One of the things we love about Seventh Grade Vs. The Galaxy by Joshua S. Levy is how familiar the setting feels.
I mean, sure, none of us have actually been anywhere near space, let alone on a space station near Ganymede, and yet we instantly connect with the run down school, the gym run low on supplies, the corny principal, the bored lunch ladies, and the boring end of year assemblies. In fact, at the very beginning of the book, it feels like the only thing that’s changed for middle school between our time and Jack’s, is the potential for the artificial gravity to go out.
However, even though it all feels very familiar at first, and like nothing has really changed except the tech, Levy takes us on a rollicking adventure, mixing the old familiarity of junior high with the new possibilities of space, robots, and aliens. It’s something that takes a lot of imagination and a whole lot of remembering the real world, too.

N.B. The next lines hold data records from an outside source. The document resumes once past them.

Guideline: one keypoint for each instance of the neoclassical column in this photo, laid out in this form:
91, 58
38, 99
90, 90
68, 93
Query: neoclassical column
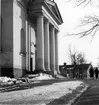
56, 52
0, 36
46, 45
52, 49
40, 43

So here’s the writing prompt. Have your students write a story about a day in the year 2019 that starts off perfectly ordinary…but there’s a twist. Something that we have now…was never invented. What would our world look like if, for instance, cars were never invented? Or phones? Or television? What about books? Pens? The piano? Have them brainstorm beyond just the obvious and immediate lack of that thing. What would the far-reaching domino effect be? What else might be lost if that thing is gone?
We hope their writing is as fun and full of possibility as the future!!